The reason I’m suspicious of the napkin math in my head is that the Energy dashboard has my 5kWh used as equating to $331.xx

Would you have any insight into how to configure my daily_energy/monthly_energy sensors?

What values do you have for monthly_energy and electricity_price?

You don’t need any tariffs, however you do need to make sure the id of the utility meter matches the id referenced in the template sensor (which isn’t the case in your code).

I would make sure all values are calculated correctly before adding them to the energy dashboard.
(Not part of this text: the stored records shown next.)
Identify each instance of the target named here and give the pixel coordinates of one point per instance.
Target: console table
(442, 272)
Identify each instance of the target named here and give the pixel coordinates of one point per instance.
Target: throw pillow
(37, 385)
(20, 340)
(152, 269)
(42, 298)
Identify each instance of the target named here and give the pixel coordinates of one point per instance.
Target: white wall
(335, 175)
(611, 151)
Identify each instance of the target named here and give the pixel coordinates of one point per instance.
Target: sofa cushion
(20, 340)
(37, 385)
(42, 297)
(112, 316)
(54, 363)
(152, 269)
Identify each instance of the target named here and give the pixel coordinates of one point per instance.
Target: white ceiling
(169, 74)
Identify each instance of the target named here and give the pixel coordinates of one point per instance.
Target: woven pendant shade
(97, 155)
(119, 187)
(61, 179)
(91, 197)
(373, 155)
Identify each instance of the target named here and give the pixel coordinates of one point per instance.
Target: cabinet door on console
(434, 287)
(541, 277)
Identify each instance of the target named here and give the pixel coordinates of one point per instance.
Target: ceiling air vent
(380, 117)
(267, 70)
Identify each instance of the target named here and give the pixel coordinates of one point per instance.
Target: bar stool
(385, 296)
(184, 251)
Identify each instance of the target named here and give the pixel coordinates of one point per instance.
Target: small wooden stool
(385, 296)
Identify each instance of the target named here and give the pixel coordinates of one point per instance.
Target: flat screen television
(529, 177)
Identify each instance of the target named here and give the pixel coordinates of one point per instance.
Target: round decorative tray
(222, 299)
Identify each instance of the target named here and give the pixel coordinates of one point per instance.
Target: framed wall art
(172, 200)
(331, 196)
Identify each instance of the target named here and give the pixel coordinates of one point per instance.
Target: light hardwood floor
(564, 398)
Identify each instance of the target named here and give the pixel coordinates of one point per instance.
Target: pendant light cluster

It’s hard to correct erroneous values later on.

Also, are you sure the threshold of 1000kWh is per month and not per year? 1000kWh per month seems like very very much.

Hi there, apologies for the delay, but thank you for your persistence. I will revisit the id of the utility meter against he template sensor like you mentioned.

I’d really like to iron this out to track my electric consumption. We are a family of 6 in a 5 bed/5 bath home, so our utilities are quite high.

Here is my daily_energy and monthly_energy.

And an example from the utility company of last month’s usage:

As I mentioned, I’m pulling in my meter’s 900mHz signal via rtl_433 & MQTT. It is a Wh meter. When I was first tracking usage, my recordings were all over the place with the Wh/kWh conversion. For example, hourly usage was in the hundreds of kWh on the Energy dashboard. Wrong or right, I went into the database and manually set this and am getting more reasonable (although I’m not sure if they’re correct, of about 0.25-0.3 kWh):

Where I’m suspicious is, I have the mqtt sensor defined as Wh, but I wasn’t sure if that needed to be defined in the database, too? Or, should I have left the database value definition as kWh?

Ok. Seems like your units of measurement are off.
If your meter reports in Wh I wouldn’t artificially change that to kWh.
Instead it’s probably best to create a template sensor which converts Wh to kWh by dividing with 1000.